Самозванец с удивлением посмотрел на всадника: на него дерзко, вызывающе глядели красивые глаза Станислава Щерблитовского.

– Ты с ума сошел? – раздраженно спросил Лжецаревич.

– Тише, тише, москаль! А то…

И пан Станислав наполовину извлек саблю.

– А! Ладно! – только заметил ему Димитрий и обнажил свою.

Павел Степанович отъехал немного в сторону, давая им место.

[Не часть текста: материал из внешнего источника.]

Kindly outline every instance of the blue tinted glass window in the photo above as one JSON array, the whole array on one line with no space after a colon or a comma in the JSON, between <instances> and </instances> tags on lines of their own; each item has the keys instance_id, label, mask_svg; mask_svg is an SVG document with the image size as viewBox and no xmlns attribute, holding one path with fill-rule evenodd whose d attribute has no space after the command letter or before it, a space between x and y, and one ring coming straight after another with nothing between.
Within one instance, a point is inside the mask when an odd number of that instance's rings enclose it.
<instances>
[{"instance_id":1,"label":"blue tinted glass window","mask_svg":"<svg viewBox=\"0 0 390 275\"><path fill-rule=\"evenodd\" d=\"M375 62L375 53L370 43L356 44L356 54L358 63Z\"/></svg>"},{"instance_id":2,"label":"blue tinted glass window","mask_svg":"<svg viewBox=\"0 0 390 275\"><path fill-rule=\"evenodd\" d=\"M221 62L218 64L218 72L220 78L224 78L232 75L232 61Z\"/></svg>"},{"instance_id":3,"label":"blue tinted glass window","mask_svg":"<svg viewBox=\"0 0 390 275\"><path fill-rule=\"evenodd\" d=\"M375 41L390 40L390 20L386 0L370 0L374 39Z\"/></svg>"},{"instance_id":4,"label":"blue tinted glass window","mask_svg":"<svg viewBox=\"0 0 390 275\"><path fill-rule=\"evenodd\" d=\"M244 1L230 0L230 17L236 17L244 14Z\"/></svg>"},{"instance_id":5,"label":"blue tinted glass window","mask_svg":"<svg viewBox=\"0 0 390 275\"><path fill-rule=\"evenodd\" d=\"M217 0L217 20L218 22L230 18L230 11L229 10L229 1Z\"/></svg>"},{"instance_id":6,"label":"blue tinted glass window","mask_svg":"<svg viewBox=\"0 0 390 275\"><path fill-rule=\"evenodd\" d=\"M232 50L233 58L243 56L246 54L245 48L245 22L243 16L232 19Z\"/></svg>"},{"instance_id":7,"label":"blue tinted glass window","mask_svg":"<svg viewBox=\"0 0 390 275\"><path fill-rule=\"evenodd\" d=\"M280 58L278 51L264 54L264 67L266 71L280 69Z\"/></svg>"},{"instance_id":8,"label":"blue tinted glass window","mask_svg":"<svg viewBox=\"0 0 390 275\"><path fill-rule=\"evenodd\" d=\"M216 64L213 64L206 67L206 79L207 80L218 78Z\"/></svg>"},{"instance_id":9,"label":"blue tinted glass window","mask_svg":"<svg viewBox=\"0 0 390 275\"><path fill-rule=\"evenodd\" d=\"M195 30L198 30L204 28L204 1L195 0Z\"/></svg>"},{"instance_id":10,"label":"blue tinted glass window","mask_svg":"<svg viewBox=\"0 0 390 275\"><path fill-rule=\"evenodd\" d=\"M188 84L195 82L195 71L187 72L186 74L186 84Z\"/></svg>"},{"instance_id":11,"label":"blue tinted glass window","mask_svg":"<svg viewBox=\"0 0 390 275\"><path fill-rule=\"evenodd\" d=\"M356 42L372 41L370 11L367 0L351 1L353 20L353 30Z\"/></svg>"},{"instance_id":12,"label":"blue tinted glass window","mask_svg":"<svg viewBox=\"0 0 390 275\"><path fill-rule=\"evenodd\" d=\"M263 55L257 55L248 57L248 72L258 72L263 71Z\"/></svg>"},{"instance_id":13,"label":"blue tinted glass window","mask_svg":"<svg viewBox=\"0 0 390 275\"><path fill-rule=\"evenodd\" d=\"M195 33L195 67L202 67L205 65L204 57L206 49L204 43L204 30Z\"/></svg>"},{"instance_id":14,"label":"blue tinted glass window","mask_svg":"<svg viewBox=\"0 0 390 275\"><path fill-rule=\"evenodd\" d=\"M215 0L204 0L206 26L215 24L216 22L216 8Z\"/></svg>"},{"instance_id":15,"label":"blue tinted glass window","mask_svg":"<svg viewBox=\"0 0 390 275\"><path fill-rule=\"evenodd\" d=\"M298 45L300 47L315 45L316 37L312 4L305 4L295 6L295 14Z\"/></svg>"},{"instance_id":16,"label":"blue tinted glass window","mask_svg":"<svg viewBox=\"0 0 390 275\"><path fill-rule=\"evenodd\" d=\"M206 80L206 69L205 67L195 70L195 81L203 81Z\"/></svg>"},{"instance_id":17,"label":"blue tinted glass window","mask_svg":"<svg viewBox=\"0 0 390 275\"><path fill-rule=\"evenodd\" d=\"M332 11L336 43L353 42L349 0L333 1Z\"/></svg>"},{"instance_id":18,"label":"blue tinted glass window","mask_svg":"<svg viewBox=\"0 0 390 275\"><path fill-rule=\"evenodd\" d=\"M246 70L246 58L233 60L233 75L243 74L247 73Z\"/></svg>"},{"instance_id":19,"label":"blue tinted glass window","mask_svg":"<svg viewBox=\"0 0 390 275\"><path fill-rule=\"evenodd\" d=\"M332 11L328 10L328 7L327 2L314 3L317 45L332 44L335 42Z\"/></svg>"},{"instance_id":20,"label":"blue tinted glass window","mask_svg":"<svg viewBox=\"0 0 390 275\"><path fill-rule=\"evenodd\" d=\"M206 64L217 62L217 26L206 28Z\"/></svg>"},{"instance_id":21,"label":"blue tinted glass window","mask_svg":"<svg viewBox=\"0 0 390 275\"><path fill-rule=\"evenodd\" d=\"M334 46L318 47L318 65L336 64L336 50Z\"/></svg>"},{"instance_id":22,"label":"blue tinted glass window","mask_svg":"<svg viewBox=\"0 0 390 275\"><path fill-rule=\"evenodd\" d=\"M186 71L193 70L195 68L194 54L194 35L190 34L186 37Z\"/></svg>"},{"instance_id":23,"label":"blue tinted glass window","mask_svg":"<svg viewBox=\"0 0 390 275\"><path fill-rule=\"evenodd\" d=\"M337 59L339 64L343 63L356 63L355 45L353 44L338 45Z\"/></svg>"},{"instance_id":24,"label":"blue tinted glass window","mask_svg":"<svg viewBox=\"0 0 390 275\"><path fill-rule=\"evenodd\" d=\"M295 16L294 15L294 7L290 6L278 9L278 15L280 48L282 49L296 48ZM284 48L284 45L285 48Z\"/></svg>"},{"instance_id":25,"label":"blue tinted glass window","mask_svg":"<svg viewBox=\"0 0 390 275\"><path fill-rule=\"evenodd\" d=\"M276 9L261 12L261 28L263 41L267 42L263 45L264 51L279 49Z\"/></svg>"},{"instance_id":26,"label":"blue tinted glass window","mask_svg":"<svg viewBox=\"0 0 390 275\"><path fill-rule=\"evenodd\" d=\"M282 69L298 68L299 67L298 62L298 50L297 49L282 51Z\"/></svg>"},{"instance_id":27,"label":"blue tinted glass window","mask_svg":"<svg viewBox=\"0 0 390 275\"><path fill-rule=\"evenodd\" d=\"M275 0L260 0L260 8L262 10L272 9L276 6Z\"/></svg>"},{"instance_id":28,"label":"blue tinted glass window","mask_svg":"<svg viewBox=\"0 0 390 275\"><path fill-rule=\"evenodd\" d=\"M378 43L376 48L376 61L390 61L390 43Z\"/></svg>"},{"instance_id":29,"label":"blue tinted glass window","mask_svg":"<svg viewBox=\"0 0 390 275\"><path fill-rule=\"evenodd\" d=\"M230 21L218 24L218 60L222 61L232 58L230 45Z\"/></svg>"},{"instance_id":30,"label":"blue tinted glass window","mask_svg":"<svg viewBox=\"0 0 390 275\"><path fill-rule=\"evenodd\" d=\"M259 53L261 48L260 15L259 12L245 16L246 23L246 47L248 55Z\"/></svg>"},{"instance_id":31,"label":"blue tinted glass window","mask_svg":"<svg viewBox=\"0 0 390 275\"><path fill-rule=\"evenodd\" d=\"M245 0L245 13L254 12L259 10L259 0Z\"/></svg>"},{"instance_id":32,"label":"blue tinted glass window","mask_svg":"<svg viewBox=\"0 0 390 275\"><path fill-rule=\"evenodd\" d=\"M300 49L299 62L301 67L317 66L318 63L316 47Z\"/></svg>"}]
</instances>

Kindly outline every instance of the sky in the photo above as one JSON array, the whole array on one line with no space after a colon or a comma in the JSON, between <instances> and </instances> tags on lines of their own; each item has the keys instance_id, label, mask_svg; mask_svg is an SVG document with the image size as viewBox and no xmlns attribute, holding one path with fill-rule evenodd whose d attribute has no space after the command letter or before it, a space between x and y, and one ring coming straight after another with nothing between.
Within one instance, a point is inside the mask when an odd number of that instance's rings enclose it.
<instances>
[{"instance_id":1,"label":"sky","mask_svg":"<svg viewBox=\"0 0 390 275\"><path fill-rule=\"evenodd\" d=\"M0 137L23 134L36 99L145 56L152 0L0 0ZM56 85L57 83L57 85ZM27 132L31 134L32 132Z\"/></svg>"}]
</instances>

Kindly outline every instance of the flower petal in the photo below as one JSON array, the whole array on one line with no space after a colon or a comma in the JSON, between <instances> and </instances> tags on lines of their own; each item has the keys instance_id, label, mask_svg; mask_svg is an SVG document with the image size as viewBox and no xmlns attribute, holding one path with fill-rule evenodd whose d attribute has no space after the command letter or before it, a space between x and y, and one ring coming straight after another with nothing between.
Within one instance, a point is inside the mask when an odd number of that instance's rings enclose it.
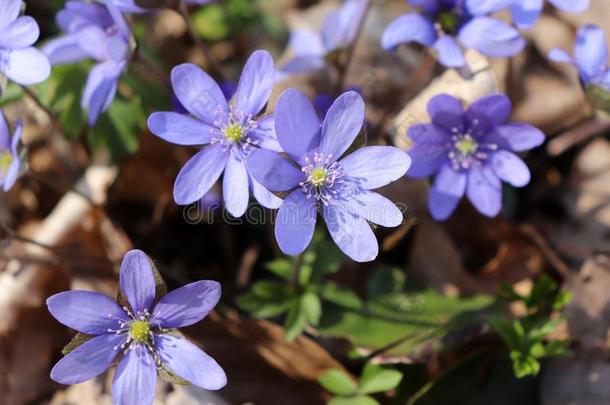
<instances>
[{"instance_id":1,"label":"flower petal","mask_svg":"<svg viewBox=\"0 0 610 405\"><path fill-rule=\"evenodd\" d=\"M21 11L21 2L15 0L0 0L0 28L6 27L17 19Z\"/></svg>"},{"instance_id":2,"label":"flower petal","mask_svg":"<svg viewBox=\"0 0 610 405\"><path fill-rule=\"evenodd\" d=\"M488 166L473 166L468 173L468 199L483 215L495 217L502 209L502 184Z\"/></svg>"},{"instance_id":3,"label":"flower petal","mask_svg":"<svg viewBox=\"0 0 610 405\"><path fill-rule=\"evenodd\" d=\"M368 222L349 212L337 200L324 206L323 215L330 236L343 253L357 262L375 260L379 245Z\"/></svg>"},{"instance_id":4,"label":"flower petal","mask_svg":"<svg viewBox=\"0 0 610 405\"><path fill-rule=\"evenodd\" d=\"M364 125L364 100L355 91L340 95L322 123L320 150L337 160L352 145Z\"/></svg>"},{"instance_id":5,"label":"flower petal","mask_svg":"<svg viewBox=\"0 0 610 405\"><path fill-rule=\"evenodd\" d=\"M113 405L152 405L157 386L155 360L141 345L132 346L112 379Z\"/></svg>"},{"instance_id":6,"label":"flower petal","mask_svg":"<svg viewBox=\"0 0 610 405\"><path fill-rule=\"evenodd\" d=\"M265 188L275 192L290 191L305 181L305 175L275 152L254 151L248 158L248 170Z\"/></svg>"},{"instance_id":7,"label":"flower petal","mask_svg":"<svg viewBox=\"0 0 610 405\"><path fill-rule=\"evenodd\" d=\"M402 224L404 217L396 204L381 194L360 187L352 189L348 195L342 190L342 204L352 214L377 225L393 228Z\"/></svg>"},{"instance_id":8,"label":"flower petal","mask_svg":"<svg viewBox=\"0 0 610 405\"><path fill-rule=\"evenodd\" d=\"M284 63L280 68L278 82L286 78L286 74L301 74L315 72L326 66L326 60L319 55L299 55Z\"/></svg>"},{"instance_id":9,"label":"flower petal","mask_svg":"<svg viewBox=\"0 0 610 405\"><path fill-rule=\"evenodd\" d=\"M116 302L93 291L64 291L47 298L47 306L60 323L89 335L108 333L130 319Z\"/></svg>"},{"instance_id":10,"label":"flower petal","mask_svg":"<svg viewBox=\"0 0 610 405\"><path fill-rule=\"evenodd\" d=\"M608 44L604 31L595 25L581 27L576 36L574 56L588 80L603 74L608 67Z\"/></svg>"},{"instance_id":11,"label":"flower petal","mask_svg":"<svg viewBox=\"0 0 610 405\"><path fill-rule=\"evenodd\" d=\"M80 62L89 57L78 43L77 35L65 35L48 41L42 52L49 58L52 66Z\"/></svg>"},{"instance_id":12,"label":"flower petal","mask_svg":"<svg viewBox=\"0 0 610 405\"><path fill-rule=\"evenodd\" d=\"M315 198L307 198L303 190L288 194L275 218L275 238L282 252L301 254L313 237L318 209Z\"/></svg>"},{"instance_id":13,"label":"flower petal","mask_svg":"<svg viewBox=\"0 0 610 405\"><path fill-rule=\"evenodd\" d=\"M55 364L51 379L70 385L97 377L110 367L126 338L125 334L109 333L86 341Z\"/></svg>"},{"instance_id":14,"label":"flower petal","mask_svg":"<svg viewBox=\"0 0 610 405\"><path fill-rule=\"evenodd\" d=\"M466 191L465 173L456 172L449 164L442 167L430 188L428 208L432 218L442 221L451 215Z\"/></svg>"},{"instance_id":15,"label":"flower petal","mask_svg":"<svg viewBox=\"0 0 610 405\"><path fill-rule=\"evenodd\" d=\"M340 162L347 176L365 189L375 189L407 173L411 158L393 146L367 146Z\"/></svg>"},{"instance_id":16,"label":"flower petal","mask_svg":"<svg viewBox=\"0 0 610 405\"><path fill-rule=\"evenodd\" d=\"M244 215L250 200L248 171L243 159L237 152L231 152L222 181L225 207L236 218Z\"/></svg>"},{"instance_id":17,"label":"flower petal","mask_svg":"<svg viewBox=\"0 0 610 405\"><path fill-rule=\"evenodd\" d=\"M267 190L265 186L256 181L254 176L250 175L248 178L250 179L250 189L252 190L252 194L260 205L272 210L280 208L283 202L281 198Z\"/></svg>"},{"instance_id":18,"label":"flower petal","mask_svg":"<svg viewBox=\"0 0 610 405\"><path fill-rule=\"evenodd\" d=\"M216 361L186 339L158 335L155 344L161 361L177 376L206 390L227 385L227 376Z\"/></svg>"},{"instance_id":19,"label":"flower petal","mask_svg":"<svg viewBox=\"0 0 610 405\"><path fill-rule=\"evenodd\" d=\"M39 36L40 29L36 20L30 16L19 17L2 29L0 46L9 49L25 48L38 41Z\"/></svg>"},{"instance_id":20,"label":"flower petal","mask_svg":"<svg viewBox=\"0 0 610 405\"><path fill-rule=\"evenodd\" d=\"M528 29L534 26L544 7L544 0L515 0L511 13L518 28Z\"/></svg>"},{"instance_id":21,"label":"flower petal","mask_svg":"<svg viewBox=\"0 0 610 405\"><path fill-rule=\"evenodd\" d=\"M221 144L209 145L197 152L176 177L176 204L188 205L203 197L220 177L228 159L229 151Z\"/></svg>"},{"instance_id":22,"label":"flower petal","mask_svg":"<svg viewBox=\"0 0 610 405\"><path fill-rule=\"evenodd\" d=\"M410 13L398 17L388 25L381 36L381 46L388 51L409 42L432 46L436 38L436 30L430 20L419 13Z\"/></svg>"},{"instance_id":23,"label":"flower petal","mask_svg":"<svg viewBox=\"0 0 610 405\"><path fill-rule=\"evenodd\" d=\"M0 149L10 149L11 133L8 130L8 124L4 113L0 111Z\"/></svg>"},{"instance_id":24,"label":"flower petal","mask_svg":"<svg viewBox=\"0 0 610 405\"><path fill-rule=\"evenodd\" d=\"M491 165L500 180L514 187L524 187L530 182L531 175L527 165L512 152L501 150L494 153Z\"/></svg>"},{"instance_id":25,"label":"flower petal","mask_svg":"<svg viewBox=\"0 0 610 405\"><path fill-rule=\"evenodd\" d=\"M450 135L434 124L415 124L409 128L409 138L413 146L407 151L412 165L407 176L428 177L438 172L448 159Z\"/></svg>"},{"instance_id":26,"label":"flower petal","mask_svg":"<svg viewBox=\"0 0 610 405\"><path fill-rule=\"evenodd\" d=\"M436 40L434 50L438 54L438 61L444 66L457 68L466 64L462 48L450 35L444 35Z\"/></svg>"},{"instance_id":27,"label":"flower petal","mask_svg":"<svg viewBox=\"0 0 610 405\"><path fill-rule=\"evenodd\" d=\"M172 87L180 103L191 114L208 125L229 114L222 90L208 75L192 63L183 63L172 69Z\"/></svg>"},{"instance_id":28,"label":"flower petal","mask_svg":"<svg viewBox=\"0 0 610 405\"><path fill-rule=\"evenodd\" d=\"M499 149L524 152L542 145L545 136L542 131L531 125L510 123L496 127L486 140L496 143Z\"/></svg>"},{"instance_id":29,"label":"flower petal","mask_svg":"<svg viewBox=\"0 0 610 405\"><path fill-rule=\"evenodd\" d=\"M182 328L193 325L214 309L222 289L220 283L202 280L187 284L161 297L151 317L163 328Z\"/></svg>"},{"instance_id":30,"label":"flower petal","mask_svg":"<svg viewBox=\"0 0 610 405\"><path fill-rule=\"evenodd\" d=\"M288 89L278 99L274 115L275 133L282 149L301 163L307 152L320 145L320 120L313 105L301 91Z\"/></svg>"},{"instance_id":31,"label":"flower petal","mask_svg":"<svg viewBox=\"0 0 610 405\"><path fill-rule=\"evenodd\" d=\"M277 136L275 135L275 122L273 115L267 115L266 117L258 120L256 128L250 131L248 136L256 142L259 148L278 153L284 151L277 139Z\"/></svg>"},{"instance_id":32,"label":"flower petal","mask_svg":"<svg viewBox=\"0 0 610 405\"><path fill-rule=\"evenodd\" d=\"M195 146L210 143L215 127L175 112L156 112L148 118L148 129L167 142Z\"/></svg>"},{"instance_id":33,"label":"flower petal","mask_svg":"<svg viewBox=\"0 0 610 405\"><path fill-rule=\"evenodd\" d=\"M273 58L267 51L254 52L241 74L235 91L235 109L256 117L269 101L275 84Z\"/></svg>"},{"instance_id":34,"label":"flower petal","mask_svg":"<svg viewBox=\"0 0 610 405\"><path fill-rule=\"evenodd\" d=\"M11 51L3 73L15 83L29 86L47 80L51 65L38 49L22 48Z\"/></svg>"},{"instance_id":35,"label":"flower petal","mask_svg":"<svg viewBox=\"0 0 610 405\"><path fill-rule=\"evenodd\" d=\"M555 7L569 13L580 13L589 8L589 0L549 0Z\"/></svg>"},{"instance_id":36,"label":"flower petal","mask_svg":"<svg viewBox=\"0 0 610 405\"><path fill-rule=\"evenodd\" d=\"M525 47L519 31L491 17L474 18L460 30L459 38L464 46L496 58L516 55Z\"/></svg>"},{"instance_id":37,"label":"flower petal","mask_svg":"<svg viewBox=\"0 0 610 405\"><path fill-rule=\"evenodd\" d=\"M464 131L462 102L449 94L439 94L428 102L431 121L449 133Z\"/></svg>"},{"instance_id":38,"label":"flower petal","mask_svg":"<svg viewBox=\"0 0 610 405\"><path fill-rule=\"evenodd\" d=\"M141 250L130 250L123 257L119 286L134 315L150 311L155 301L155 276L152 262Z\"/></svg>"}]
</instances>

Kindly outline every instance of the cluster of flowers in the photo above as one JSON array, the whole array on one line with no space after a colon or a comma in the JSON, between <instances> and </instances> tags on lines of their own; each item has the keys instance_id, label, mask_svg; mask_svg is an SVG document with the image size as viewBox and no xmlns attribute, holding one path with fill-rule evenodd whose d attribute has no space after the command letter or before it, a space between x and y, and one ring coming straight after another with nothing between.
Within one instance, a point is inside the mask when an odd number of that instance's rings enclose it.
<instances>
[{"instance_id":1,"label":"cluster of flowers","mask_svg":"<svg viewBox=\"0 0 610 405\"><path fill-rule=\"evenodd\" d=\"M589 3L549 1L572 12ZM431 47L441 64L455 68L465 66L464 48L490 57L520 52L525 41L519 30L530 28L544 5L542 0L408 3L420 12L393 21L382 35L383 48L415 42ZM172 87L182 110L154 113L148 126L168 142L201 147L176 178L178 204L200 201L222 175L223 198L232 215L244 215L250 194L264 207L278 209L275 235L284 253L297 255L307 248L321 215L337 246L359 262L378 254L370 223L396 227L403 221L396 205L372 190L405 175L436 175L429 195L436 219L448 218L464 195L484 215L500 212L501 182L522 187L530 180L515 152L544 141L538 129L508 122L511 104L505 95L484 97L467 108L453 96L435 96L428 105L431 122L409 129L413 145L407 153L393 146L350 150L366 131L365 103L355 91L316 99L322 104L316 110L302 92L290 88L279 97L274 113L264 114L278 80L318 70L353 46L369 7L369 0L346 0L327 16L320 33L293 32L294 57L279 69L268 52L254 52L230 92L193 64L172 70ZM493 16L503 10L511 11L512 24ZM95 60L82 96L88 122L94 125L112 103L135 49L124 16L145 12L134 0L68 0L57 15L64 35L47 42L40 52L32 46L38 25L31 17L19 16L21 2L0 0L0 73L30 85L44 81L50 65ZM575 66L583 87L610 91L607 44L598 27L579 30L574 55L553 50L549 57ZM11 136L0 118L0 180L7 191L25 164L18 147L22 125L17 123ZM212 310L220 299L220 286L200 281L157 297L154 274L150 259L132 251L120 272L125 305L82 291L49 298L53 316L87 338L54 367L54 380L74 384L93 378L120 358L112 392L117 404L152 403L158 371L206 389L226 384L220 366L176 332Z\"/></svg>"}]
</instances>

Поединок начался и длился недолго: скоро раненный в грудь Станислав Щерблитовский упал с коня.

– Не удалось! – пробормотал он, падая.

– Жаль молодчика! Мальчик еще совсем… И какой красавец и богатырь… – сказал боярин, смотря на лежавшего у ног коня самозванца «дикарька».

– Что делать! Сам налез. Вот тебе нрав польский, чего лучше? Еще не оперился ястребенок, а хочет орла заклевать! Поедем.

Они тихо поехали дальше.

– А ты как в войске моем очутился? – спросил Лжецаревич.

Боярин насупился.

– Захотелось помереть на родной земле.

– Ну?! Тебе еще раненько о смерти думать.

– Нет, пора. Пожил, погрешил… Довольно. Да и зачем жить?

– Зачем?! В мире да дела не найти! Хочешь, помогай мне, когда я стану царем.

 

– Ты твердо веришь, что станешь царем? А Борис?

– Что Борис! Я верю в свое счастье, – с досадой вскричал Лжецаревич. – Хочешь, спрашиваю, помогать мне?

– Рад, а только…

– Ну?

– Только думается мне, что ничего ты не свершишь того, о чем говорил: больно нрав у тебя кипучий. И разума хватит у тебя, да с собою-то ты не совладаешь.

Лицо самозванца омрачилось.

– Спасибо, что правду режешь. Вот тебе наказ мой: всегда говори мне правду в глаза, когда я стану царем, так же, как теперь говоришь. Ладно?

– Ладно. Серчать на меня, сдается мне, тебе часто придется, – с усмешкой сказал Павел Степанович.

– Не буду серчать. Ну, а остальное – поживем – увидим, чья правда.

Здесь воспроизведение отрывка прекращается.